これは南の湖から西の海へと通じる河川で、国内西部の穀倉地帯に大きな影響を与える母なる川でもあった。
当然、その豊穣は農民にのみ与えられる訳ではなく。
川べりでは日夜、熱心な釣り人達の姿を見る事ができた。
「……釣れんな」
そんな中、退屈そうにじ、と、糸先を眺めている男が居た。ベルクである。
そろそろ旬の魚が出回る時期なので、と、なんとなしに気が向きこうして釣り師の真似事をしているのだが、朝から続けて半日経った今でも釣り果はゼロである。
最早釣り餌の方が尽きてしまいそうな程であった。
「まさか釣りがこんなに難しいとは」
むう、と、唸りながらも、動かぬ糸を凝視する。
刹那、ピクリと糸が揺れる。
「むっ」
ベルクはここぞとばかりに竿先を跳ね上げる。
――確かな手ごたえ、大物か。
ようやくにして得られた感触。待ち望んだソレにベルクは珍しく興奮気味であった。
「よっ、と――せやぁっ」
しかし、敵もさるもの。そう易々とは釣られてはくれない。
必死の抵抗が続く。ベルクと獲物との根比べであった。
「私の――勝ち、だぁぁぁぁっ」
全身に力を込め、踏ん張りながら竿を捻り上げる。
ずぱん、という派手な音と共に糸は水面から弾け跳び――ベルクは、勝利した。
「……うん?」
盛大に空を舞った獲物は――鉄靴であった。
戦時中にでも川底に埋もれていたのか。
なるほど、手ごたえなりの確かな重量感がある。
相手が歴戦の猛者だったというならこの奮戦も納得行くというものである。
「……帰ろう」
ベルクは馬鹿馬鹿しくなっていた。嫌になっていた。
やはり自分には釣りの才能はないらしい、と。
夕闇でもなしに、その背には哀愁が漂っていたのだ。
「中々、面白いモノを釣り上げよる」
鉄靴のベルトについた針を外そうと近づいたベルクに、釣り師らしき老爺が話しかけてきた。
左手には数多の釣り果の収まった魚袋。
右手には素人目にも業物と思えるような見事な手彫りの釣竿が揺れる。
「生憎と、私には釣りは向いていなかったらしい。もう帰ることにしたんだ」
失敗を笑われるのはあまり良い気分がしない。
ベルクは、さっさと針を外してその場から去ってしまいたかったのだ。
「まあ、そう言いなさるな。その手の履物にはな、このように――」
中々針が外せず苦戦するベルクに笑いかけながら手のモノを置き、老人は鉄靴を持ち上げ逆さまにする。

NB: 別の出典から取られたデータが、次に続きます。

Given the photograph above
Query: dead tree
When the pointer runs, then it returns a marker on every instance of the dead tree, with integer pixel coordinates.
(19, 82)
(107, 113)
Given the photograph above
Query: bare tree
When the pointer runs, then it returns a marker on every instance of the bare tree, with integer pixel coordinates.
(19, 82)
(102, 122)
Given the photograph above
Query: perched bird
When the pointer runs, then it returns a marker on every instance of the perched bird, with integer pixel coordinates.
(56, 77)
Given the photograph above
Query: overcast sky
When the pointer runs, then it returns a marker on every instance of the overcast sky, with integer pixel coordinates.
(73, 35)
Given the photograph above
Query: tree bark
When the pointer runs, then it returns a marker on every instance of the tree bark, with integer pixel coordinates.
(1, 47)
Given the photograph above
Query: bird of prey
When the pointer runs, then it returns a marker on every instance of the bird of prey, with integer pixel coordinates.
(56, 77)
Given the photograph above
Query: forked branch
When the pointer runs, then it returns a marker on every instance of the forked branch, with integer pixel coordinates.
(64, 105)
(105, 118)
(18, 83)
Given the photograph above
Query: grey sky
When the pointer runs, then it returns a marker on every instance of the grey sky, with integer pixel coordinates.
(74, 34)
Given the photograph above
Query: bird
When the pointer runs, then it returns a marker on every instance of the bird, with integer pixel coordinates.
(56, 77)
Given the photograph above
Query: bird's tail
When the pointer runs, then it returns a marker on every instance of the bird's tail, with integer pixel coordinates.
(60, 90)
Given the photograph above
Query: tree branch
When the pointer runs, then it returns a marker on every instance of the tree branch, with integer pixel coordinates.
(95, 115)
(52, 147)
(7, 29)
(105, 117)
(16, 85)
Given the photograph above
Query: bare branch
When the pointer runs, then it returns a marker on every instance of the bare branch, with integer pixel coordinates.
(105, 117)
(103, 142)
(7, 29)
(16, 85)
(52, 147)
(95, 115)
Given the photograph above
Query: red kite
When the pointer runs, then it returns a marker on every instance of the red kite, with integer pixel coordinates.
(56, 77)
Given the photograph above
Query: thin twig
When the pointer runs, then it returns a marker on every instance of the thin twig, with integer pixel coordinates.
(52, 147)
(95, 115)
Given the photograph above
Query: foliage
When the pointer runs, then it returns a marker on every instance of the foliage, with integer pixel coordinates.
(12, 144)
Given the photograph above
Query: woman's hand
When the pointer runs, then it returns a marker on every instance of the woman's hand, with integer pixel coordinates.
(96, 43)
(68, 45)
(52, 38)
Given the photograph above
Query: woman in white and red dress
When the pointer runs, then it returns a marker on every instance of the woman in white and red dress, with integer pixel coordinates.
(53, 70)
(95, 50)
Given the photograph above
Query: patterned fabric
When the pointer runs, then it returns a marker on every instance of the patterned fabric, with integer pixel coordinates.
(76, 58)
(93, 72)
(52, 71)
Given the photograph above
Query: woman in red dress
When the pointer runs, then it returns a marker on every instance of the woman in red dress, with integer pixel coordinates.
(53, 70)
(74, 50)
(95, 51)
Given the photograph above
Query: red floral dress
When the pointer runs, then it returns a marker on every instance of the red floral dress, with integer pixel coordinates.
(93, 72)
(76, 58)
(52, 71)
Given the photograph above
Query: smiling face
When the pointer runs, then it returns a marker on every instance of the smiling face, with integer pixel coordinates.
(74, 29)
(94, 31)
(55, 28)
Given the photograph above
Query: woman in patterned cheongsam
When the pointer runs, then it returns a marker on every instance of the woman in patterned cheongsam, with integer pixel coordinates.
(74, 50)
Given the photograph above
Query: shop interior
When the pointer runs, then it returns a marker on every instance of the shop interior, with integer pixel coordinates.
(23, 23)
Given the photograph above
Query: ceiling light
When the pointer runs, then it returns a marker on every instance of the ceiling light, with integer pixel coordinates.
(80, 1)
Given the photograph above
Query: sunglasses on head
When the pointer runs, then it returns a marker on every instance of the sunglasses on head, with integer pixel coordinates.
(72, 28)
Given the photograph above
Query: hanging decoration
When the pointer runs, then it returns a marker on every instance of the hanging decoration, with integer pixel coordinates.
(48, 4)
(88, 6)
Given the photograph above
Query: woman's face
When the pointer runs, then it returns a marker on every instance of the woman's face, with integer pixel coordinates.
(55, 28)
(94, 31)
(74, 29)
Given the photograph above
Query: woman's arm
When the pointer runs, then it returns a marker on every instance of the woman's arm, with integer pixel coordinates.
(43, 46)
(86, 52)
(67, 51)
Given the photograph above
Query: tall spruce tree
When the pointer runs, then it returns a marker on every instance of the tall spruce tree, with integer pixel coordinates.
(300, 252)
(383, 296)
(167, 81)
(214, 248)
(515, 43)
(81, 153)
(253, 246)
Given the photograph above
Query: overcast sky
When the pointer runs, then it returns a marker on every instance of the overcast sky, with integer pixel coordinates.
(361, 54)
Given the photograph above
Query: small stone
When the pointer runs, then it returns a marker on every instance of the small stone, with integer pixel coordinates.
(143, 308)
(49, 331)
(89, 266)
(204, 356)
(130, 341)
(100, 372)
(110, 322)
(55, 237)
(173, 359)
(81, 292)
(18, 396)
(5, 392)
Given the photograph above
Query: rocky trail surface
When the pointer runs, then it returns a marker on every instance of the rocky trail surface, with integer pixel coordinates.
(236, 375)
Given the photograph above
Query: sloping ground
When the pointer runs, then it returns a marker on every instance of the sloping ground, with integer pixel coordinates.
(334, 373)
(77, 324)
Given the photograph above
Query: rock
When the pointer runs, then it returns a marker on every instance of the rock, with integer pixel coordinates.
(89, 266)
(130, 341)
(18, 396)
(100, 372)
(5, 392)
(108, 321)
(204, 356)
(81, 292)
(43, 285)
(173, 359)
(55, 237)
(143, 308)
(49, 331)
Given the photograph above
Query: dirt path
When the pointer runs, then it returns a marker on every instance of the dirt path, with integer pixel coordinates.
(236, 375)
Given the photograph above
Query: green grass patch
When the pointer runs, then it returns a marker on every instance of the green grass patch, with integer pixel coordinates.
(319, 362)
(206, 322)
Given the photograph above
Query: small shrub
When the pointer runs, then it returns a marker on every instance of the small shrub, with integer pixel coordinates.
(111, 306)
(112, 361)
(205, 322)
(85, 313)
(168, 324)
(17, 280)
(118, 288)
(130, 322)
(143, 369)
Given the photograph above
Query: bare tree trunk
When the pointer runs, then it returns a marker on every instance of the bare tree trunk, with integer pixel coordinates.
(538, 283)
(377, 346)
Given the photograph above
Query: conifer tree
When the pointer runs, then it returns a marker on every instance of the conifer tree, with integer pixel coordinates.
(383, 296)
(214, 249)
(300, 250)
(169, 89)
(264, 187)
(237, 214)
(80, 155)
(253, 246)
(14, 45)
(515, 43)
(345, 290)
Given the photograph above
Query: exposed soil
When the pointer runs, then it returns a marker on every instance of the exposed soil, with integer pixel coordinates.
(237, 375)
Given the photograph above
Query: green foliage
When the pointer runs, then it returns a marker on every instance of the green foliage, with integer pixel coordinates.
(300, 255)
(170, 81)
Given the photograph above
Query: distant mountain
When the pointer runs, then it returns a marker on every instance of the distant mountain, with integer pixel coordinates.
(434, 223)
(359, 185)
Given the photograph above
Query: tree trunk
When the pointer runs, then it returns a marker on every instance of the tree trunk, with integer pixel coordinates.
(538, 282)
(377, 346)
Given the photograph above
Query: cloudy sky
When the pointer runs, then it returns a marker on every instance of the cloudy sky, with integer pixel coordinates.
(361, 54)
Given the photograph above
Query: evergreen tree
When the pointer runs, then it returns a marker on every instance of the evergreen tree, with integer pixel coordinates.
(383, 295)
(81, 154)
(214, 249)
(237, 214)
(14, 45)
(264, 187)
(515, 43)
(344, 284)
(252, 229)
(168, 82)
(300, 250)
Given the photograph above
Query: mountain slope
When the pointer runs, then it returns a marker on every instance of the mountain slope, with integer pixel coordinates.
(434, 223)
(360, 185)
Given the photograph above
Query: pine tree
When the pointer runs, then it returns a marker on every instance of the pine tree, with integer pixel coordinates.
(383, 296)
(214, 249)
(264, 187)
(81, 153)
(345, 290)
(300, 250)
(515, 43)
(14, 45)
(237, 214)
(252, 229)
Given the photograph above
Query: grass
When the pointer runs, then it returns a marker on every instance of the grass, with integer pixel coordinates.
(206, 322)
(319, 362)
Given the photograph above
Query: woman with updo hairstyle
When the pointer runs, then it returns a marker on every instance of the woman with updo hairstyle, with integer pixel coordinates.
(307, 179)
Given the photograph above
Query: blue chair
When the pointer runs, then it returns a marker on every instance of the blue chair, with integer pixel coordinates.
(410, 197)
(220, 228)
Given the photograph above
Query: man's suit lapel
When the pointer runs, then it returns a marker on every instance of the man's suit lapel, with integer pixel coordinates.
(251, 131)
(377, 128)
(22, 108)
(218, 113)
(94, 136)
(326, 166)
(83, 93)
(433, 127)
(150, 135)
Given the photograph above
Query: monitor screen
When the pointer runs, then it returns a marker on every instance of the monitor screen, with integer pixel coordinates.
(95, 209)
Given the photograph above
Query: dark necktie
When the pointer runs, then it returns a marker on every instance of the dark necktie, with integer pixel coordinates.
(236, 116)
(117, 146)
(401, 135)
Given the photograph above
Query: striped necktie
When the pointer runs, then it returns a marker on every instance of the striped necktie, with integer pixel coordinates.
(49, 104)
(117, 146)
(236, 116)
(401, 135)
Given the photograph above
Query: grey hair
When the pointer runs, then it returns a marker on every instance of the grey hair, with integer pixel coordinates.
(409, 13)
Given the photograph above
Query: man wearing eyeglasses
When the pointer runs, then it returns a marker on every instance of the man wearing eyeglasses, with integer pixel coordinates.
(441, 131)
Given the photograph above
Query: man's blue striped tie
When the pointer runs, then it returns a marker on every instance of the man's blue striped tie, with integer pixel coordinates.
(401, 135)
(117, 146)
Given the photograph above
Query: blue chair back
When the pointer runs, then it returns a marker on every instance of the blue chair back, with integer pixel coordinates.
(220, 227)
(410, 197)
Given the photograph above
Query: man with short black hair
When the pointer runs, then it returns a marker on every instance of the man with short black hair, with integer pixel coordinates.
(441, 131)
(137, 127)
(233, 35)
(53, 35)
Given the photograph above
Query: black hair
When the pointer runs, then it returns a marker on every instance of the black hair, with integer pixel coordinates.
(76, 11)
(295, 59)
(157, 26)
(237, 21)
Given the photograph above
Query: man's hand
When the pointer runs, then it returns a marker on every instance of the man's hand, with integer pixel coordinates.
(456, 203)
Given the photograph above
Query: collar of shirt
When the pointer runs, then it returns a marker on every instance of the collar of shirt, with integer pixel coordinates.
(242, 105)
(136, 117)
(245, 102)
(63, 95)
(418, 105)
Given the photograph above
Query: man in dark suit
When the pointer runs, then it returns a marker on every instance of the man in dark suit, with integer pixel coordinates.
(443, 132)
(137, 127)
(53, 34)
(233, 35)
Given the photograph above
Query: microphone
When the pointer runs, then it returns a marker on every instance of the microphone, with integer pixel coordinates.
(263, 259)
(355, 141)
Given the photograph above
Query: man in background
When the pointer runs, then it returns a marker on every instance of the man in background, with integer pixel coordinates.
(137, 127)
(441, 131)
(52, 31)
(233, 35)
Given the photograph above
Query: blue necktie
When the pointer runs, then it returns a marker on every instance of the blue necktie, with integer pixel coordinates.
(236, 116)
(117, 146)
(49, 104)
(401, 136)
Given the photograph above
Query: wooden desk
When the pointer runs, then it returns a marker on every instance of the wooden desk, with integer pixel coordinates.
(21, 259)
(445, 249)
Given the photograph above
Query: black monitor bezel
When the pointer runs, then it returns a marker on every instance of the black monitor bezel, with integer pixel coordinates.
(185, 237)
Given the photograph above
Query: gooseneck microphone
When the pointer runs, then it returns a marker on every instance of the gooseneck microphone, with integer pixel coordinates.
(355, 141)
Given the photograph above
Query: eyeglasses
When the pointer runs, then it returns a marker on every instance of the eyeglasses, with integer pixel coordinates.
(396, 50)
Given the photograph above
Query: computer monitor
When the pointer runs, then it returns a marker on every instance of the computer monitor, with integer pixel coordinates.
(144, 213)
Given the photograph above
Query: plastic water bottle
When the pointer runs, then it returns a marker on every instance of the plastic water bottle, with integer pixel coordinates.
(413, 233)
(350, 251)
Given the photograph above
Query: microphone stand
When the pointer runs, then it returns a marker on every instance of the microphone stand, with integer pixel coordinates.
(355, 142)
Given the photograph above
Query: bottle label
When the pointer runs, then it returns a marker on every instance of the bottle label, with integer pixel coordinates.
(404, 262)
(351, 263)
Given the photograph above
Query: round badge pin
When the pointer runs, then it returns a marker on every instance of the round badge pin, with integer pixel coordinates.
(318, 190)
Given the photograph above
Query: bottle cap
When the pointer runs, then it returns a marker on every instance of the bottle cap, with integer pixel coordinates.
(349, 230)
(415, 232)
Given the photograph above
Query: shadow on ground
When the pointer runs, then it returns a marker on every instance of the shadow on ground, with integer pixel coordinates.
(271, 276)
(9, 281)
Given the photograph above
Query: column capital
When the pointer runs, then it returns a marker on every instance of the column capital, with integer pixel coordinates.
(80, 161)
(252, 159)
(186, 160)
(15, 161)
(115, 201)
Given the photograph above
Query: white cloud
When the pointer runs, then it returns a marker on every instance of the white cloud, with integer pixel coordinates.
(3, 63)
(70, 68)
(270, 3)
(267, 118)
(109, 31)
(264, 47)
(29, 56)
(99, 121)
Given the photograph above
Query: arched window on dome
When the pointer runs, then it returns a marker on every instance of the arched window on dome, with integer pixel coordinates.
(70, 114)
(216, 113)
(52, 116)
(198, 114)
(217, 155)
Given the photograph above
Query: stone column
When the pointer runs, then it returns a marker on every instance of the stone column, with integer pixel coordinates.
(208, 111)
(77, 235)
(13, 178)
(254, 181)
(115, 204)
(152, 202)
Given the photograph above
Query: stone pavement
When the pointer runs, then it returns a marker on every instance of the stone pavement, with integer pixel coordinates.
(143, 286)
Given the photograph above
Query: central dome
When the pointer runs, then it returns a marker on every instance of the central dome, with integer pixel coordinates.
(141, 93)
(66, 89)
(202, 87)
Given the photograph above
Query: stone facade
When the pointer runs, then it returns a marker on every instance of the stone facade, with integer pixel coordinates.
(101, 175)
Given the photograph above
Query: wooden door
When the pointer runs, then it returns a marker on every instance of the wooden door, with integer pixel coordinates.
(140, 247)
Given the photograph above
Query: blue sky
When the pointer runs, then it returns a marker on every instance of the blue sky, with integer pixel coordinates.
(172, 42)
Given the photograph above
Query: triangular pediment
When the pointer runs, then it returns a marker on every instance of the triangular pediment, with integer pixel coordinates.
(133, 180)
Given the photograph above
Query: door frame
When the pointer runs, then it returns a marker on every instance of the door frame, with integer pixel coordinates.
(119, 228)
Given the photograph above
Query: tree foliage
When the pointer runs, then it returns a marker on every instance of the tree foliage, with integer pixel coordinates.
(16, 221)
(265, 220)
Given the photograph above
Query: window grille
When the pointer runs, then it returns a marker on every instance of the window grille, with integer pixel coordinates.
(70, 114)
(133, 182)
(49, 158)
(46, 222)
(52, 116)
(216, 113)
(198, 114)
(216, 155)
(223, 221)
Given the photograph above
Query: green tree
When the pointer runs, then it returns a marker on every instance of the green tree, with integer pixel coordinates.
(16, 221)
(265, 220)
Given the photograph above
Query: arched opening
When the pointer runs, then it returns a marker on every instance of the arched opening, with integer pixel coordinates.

ごぽごぽと鉄靴の中にたまった水が妙な音を立てながら落ちていく。
そして――
「なっ――」
最後に、おまけとばかりに靴の中から大き目のカニが出てきた。
「こうして川に捨てられたモノも、川の生き物からすれば立派な住処になるという事じゃ」
ほれ、と、もがくカニを掴んでベルクへと渡す。
「……いいのか?」
「良いも何も、君の釣り果じゃろう? 君は頑張ってこのカニを『住処ごと』釣り上げたのじゃよ」
大したもんじゃ、と、カニの大きさを褒めたてる。
「……私が」
暴れるカニを放さぬように両の手で掴みながら、ベルクは歓喜に震えていた。
「私が、釣ったのか……」
望んでいた魚とは違うが、これだけ大きければ喰い手もある。
塩茹でにしてくれようか、それとも丸焼きか。
どうしようか悩んでいると、老人がカニを指差し一言。
「川カニは、酒蒸しに限るぞ」
今夜のメニューが決まった瞬間であった。
「ご老輩は、この川での釣りは長いのか?」
街への帰りすがら。同じ道を往くのだという老爺と並び歩きながら、二人、雑談などしていた。
老爺が重そうに持っていた魚袋は今、ベルクの背にある。
「うむ。子供の頃からこの川が儂の遊び場じゃったからのう」
釣竿の先をくるくる回しながら、老爺が懐かしむように道沿いの川を見つめる。
緩やかな水面に陽射しが反射し、これがまた、キラキラと美しい。
羽の黒いトンボなどが蝶々のようにヒラヒラと飛ぶ様などは、まるで幻想のようであった。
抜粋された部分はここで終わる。